Managers of operational risk and of financial risk are often seen as different. Is it difficult to reconcile the two?

You can’t say that there are the technicians on the one side and the financial people on the other. Things are infinitely more complicated. For several years now we have evolving. You can’t manage risk without knowing about insurance. And you can’t sign contracts and insure your business if you haven’t mastered financial matters. We have to know the businesses, the processes and the activities of our organisations.

We have to know how to detect and analyse risk in order to be able to cover it. Knowledge of insurance can be taken into other sectors - moving towards the analysis of risks which may be fundamentally uninsurable, but where it is important to study ways of financing them. At heart, we are all making the same journey.

How do you see the recent development of the profession?

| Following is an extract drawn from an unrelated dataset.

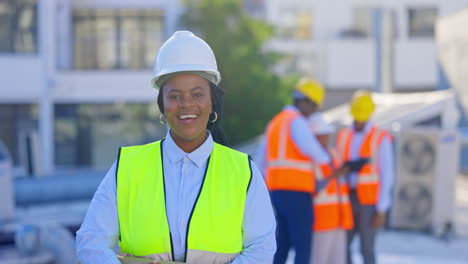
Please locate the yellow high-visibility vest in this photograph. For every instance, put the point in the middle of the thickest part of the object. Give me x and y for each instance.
(214, 230)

There are two main influences driving the evolution of risk management. The first is insurance, which brings the need for experts to study the contracts and sign them. These are people trained to analyse insurable risk – and therefore predisposed to analyse uninsurable risk – effectively another face of their profession.

And it is the market which has created the pressure to transfer from the one to the other. The increase in the price of insurance in 2001 made the financial transfer of risk less advantageous.

So, tools for self-insurance, such as captives, were developed in the context of a global trend for risk management to analyse risk in its entirety – far beyond the analysis of insurable risk. The return of a soft market has not stopped this development, which appears irreversible.

The second influence is regulatory pressure. Ever more stringent demands (Sarbanes-Oxley, LSF...) are made on those who run businesses. It is up to them to prove that they have the means to grasp and control the risks within their organisation. One of the consequences has been the rise to prominence of internal controls. But they are only a part of the global progress of risk management, and today businesses are turning to risk managers who have moved beyond this particular stage.

How can risk managers gain more power in organisations?

This is above all a question of personality rather than function. When it’s possible, people tend to steer themselves towards those zones which they really want to control. But increasingly frequently we see company boards creating opportunities for the risk manager to be entrusted with the mission of putting in place a global initiative to analyse the risks of the entire enterprise.

There are organisations where the risk manager takes responsibility for aspects of risk control as well as insurance. In others, they are separate functions. For still others, risk management integrates functions such as audit or internal control. I do not know whether it is necessary for risk managers to gain more power, as you suggest. But I do think that it would be a good thing if their work was judged at its true value everywhere.